Dry Lake vs Lake Alice
Water quality, depth, fish species, and recreation comparison.
Dry Lake and Lake Alice both received the same overall water quality grade of D (Poor). Both are in Ramsey County, North Dakota.
Both Dry Lake and Lake Alice sit in North Dakota. A same-state comparison strips out the state-level water-quality regime as a variable: any grade differences here are about the lakes themselves, not the agencies grading them. These two are within a letter of each other on the rubric — Dry Lake (D) versus Lake Alice (D). The deciding factors for a recreational visitor are likely physical (depth, access, fish species) rather than water-quality differences.
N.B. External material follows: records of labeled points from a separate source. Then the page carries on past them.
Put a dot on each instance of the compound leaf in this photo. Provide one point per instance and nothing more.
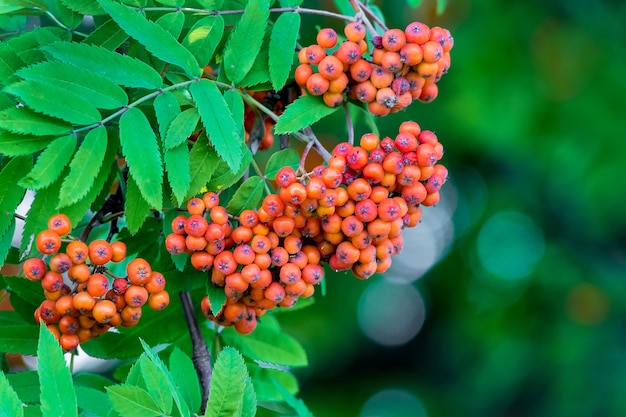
(244, 42)
(50, 163)
(218, 122)
(121, 69)
(203, 38)
(141, 150)
(282, 41)
(25, 121)
(58, 398)
(157, 40)
(84, 167)
(99, 91)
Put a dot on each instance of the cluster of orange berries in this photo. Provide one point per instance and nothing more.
(404, 65)
(350, 214)
(257, 258)
(82, 298)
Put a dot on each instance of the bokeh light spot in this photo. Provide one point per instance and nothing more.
(509, 245)
(393, 403)
(391, 314)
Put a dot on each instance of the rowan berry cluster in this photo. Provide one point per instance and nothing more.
(258, 258)
(350, 214)
(82, 298)
(404, 65)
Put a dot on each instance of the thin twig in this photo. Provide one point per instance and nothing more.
(200, 354)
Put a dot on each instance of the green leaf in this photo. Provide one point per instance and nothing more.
(136, 208)
(268, 345)
(99, 91)
(84, 167)
(227, 384)
(303, 112)
(141, 150)
(244, 42)
(286, 157)
(25, 121)
(283, 40)
(184, 377)
(247, 196)
(218, 122)
(203, 38)
(50, 163)
(202, 162)
(58, 398)
(19, 339)
(92, 402)
(183, 125)
(166, 108)
(133, 401)
(6, 241)
(121, 69)
(177, 166)
(108, 35)
(223, 177)
(11, 194)
(157, 40)
(12, 144)
(10, 406)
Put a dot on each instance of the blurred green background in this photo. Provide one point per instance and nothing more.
(508, 297)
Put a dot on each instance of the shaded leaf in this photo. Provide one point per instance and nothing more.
(98, 90)
(285, 157)
(50, 163)
(141, 150)
(133, 401)
(218, 122)
(11, 194)
(268, 345)
(157, 40)
(121, 69)
(25, 121)
(282, 42)
(244, 42)
(203, 38)
(247, 196)
(177, 166)
(227, 384)
(183, 125)
(84, 167)
(183, 375)
(303, 112)
(58, 398)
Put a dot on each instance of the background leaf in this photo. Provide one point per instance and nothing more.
(247, 196)
(141, 150)
(218, 122)
(203, 38)
(25, 121)
(282, 158)
(283, 40)
(84, 167)
(303, 112)
(227, 384)
(244, 42)
(58, 398)
(121, 69)
(50, 163)
(98, 90)
(157, 40)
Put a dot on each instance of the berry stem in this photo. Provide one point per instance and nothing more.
(201, 356)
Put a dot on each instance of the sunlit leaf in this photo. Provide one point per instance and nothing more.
(244, 42)
(283, 40)
(157, 40)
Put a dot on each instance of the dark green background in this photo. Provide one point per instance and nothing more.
(531, 117)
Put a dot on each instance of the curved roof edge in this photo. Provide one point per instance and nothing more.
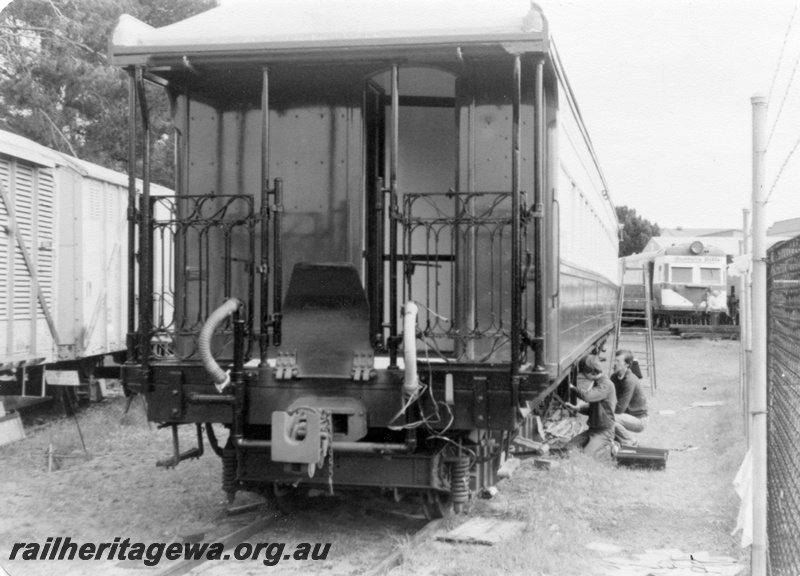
(281, 25)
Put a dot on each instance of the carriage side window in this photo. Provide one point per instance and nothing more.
(711, 275)
(681, 275)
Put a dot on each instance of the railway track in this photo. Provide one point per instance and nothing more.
(352, 533)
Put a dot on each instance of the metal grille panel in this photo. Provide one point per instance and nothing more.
(457, 266)
(203, 252)
(783, 373)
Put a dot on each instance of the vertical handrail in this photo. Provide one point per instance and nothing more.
(516, 307)
(376, 298)
(131, 339)
(651, 364)
(538, 227)
(277, 289)
(393, 215)
(263, 336)
(145, 255)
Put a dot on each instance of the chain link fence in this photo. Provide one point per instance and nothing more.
(783, 374)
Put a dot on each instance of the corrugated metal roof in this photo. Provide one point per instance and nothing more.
(265, 25)
(19, 147)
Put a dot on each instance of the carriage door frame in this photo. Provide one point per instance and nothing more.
(374, 170)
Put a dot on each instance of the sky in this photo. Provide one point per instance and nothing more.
(664, 88)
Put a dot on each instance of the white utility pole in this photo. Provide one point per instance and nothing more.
(758, 384)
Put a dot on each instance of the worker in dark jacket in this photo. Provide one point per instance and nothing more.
(631, 411)
(600, 400)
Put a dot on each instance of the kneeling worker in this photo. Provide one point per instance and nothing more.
(631, 410)
(598, 440)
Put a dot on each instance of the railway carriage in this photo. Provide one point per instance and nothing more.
(688, 283)
(63, 268)
(391, 241)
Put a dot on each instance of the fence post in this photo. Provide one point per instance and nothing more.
(758, 384)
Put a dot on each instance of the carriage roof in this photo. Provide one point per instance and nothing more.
(327, 29)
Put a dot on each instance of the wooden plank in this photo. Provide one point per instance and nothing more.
(485, 531)
(395, 557)
(237, 537)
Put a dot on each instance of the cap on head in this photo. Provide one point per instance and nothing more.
(591, 365)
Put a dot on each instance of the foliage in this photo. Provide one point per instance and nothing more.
(636, 231)
(58, 88)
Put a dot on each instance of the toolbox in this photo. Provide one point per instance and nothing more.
(641, 457)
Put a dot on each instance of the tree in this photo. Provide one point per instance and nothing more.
(58, 88)
(636, 231)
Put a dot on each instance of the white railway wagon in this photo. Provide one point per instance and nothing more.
(63, 265)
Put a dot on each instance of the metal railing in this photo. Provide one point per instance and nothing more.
(783, 374)
(203, 251)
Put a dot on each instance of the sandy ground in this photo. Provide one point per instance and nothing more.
(120, 493)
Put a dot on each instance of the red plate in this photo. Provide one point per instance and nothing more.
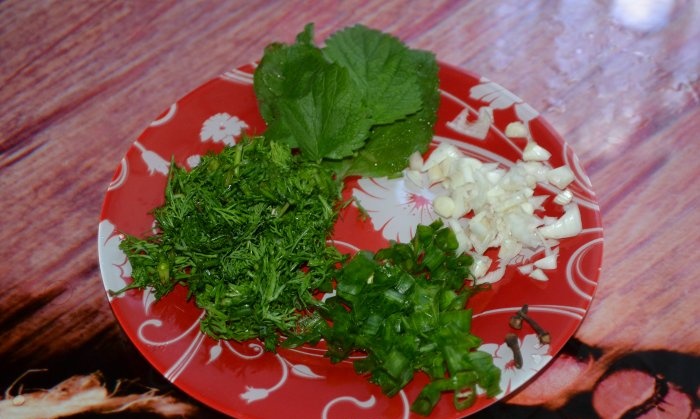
(242, 380)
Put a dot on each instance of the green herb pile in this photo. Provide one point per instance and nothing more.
(246, 230)
(405, 308)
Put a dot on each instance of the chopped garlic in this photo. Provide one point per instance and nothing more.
(547, 262)
(563, 197)
(534, 152)
(444, 206)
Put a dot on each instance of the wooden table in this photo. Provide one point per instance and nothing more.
(619, 80)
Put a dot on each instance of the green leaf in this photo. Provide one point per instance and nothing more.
(382, 68)
(389, 146)
(330, 120)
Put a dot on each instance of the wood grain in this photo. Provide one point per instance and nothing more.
(81, 79)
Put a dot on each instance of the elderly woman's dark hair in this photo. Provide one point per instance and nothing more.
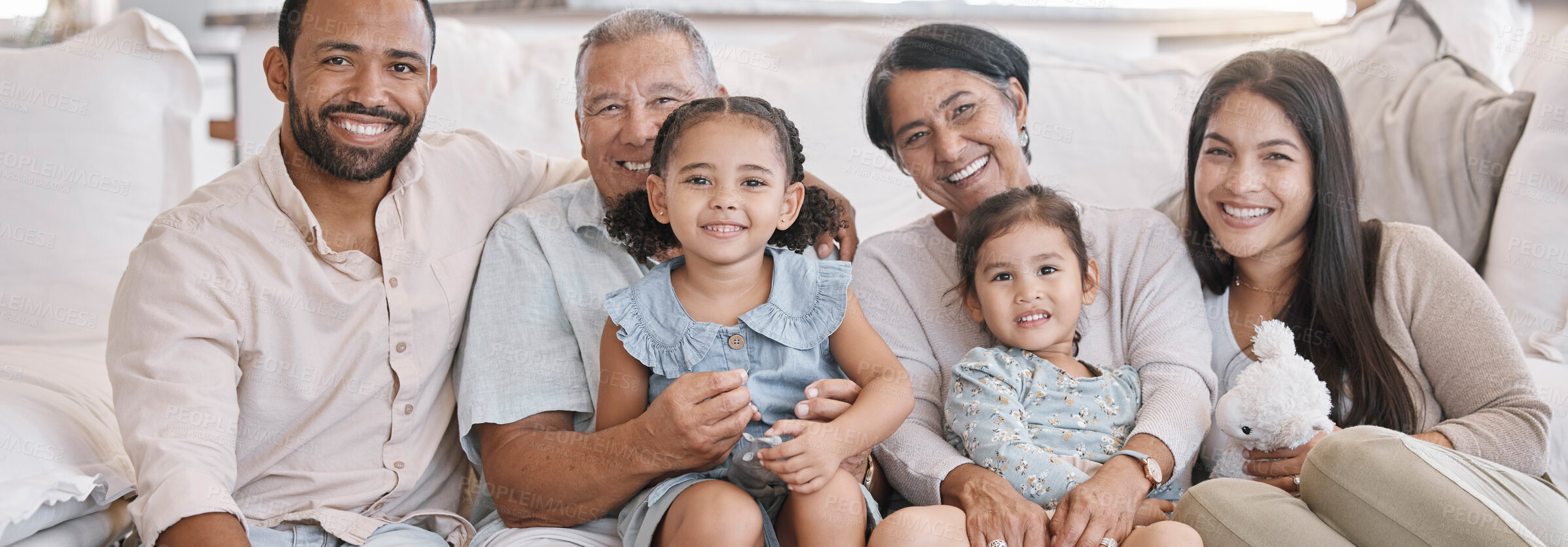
(941, 46)
(1332, 305)
(630, 221)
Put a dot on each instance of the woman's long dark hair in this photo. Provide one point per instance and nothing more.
(1330, 309)
(630, 221)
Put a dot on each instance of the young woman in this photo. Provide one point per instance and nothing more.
(1444, 436)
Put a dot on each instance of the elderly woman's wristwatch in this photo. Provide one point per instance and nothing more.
(1152, 469)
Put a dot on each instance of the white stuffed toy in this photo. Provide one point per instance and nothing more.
(1277, 404)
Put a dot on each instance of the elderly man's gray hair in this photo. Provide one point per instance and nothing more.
(636, 22)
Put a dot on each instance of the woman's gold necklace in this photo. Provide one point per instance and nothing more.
(1239, 282)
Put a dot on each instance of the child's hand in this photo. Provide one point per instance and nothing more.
(812, 457)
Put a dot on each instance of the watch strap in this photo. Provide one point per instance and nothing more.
(1146, 462)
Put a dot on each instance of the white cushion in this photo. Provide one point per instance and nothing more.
(96, 141)
(1527, 256)
(60, 445)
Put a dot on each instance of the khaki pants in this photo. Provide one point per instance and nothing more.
(1372, 486)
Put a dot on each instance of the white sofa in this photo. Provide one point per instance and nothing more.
(1106, 129)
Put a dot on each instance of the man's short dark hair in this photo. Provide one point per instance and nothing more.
(292, 18)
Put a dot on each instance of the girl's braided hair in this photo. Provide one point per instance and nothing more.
(632, 223)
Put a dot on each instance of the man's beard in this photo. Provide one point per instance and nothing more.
(342, 160)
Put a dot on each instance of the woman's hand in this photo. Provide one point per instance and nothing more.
(993, 510)
(810, 460)
(1281, 468)
(825, 402)
(1103, 506)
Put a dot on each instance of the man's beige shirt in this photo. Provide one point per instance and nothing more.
(263, 373)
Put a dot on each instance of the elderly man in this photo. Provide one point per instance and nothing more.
(527, 373)
(281, 342)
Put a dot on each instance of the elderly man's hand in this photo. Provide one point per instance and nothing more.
(848, 240)
(698, 419)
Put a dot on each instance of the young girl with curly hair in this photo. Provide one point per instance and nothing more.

With grades this close, the choice between the two lakes turns on non-water-quality factors: depth, fish species, public access, distance from home. The per-lake pages below cover all of those.
Dry Lake
Very murky, less than 2.8 ft of visibility.
Lake Alice
Very murky, less than 3.1 ft of visibility.
Side-by-Side Metrics
| Metric | Dry Lake | Lake Alice |
|---|---|---|
| Overall Grade | D (Poor) | D (Poor) |
| Water Clarity | 2.8 ft | 3.1 ft |
| Phosphorus | 639.5 µg/L | 351.5 µg/L |
| Chlorophyll-a (Algae) | 13.1 µg/L | 18.8 µg/L |
| Maximum Depth | 24.1 ft | 8 ft |
| Surface Area | 5.5K acres | 3.1K acres |
| Public Access | Yes | Unknown |
| Fish Species | 4 | 3 |
| Trophic State | hypereutrophic | eutrophic |
Bold value = better for that metric (lower phosphorus / chlorophyll = cleaner; higher Secchi / depth / species count = better).
Verdict
Both lakes earn the same Grade D. The tiebreakers come down to clarity (Dry Lake: 2.8 ft, Lake Alice: 3.1 ft) and what you want from the lake. Dry Lake supports more documented fish species.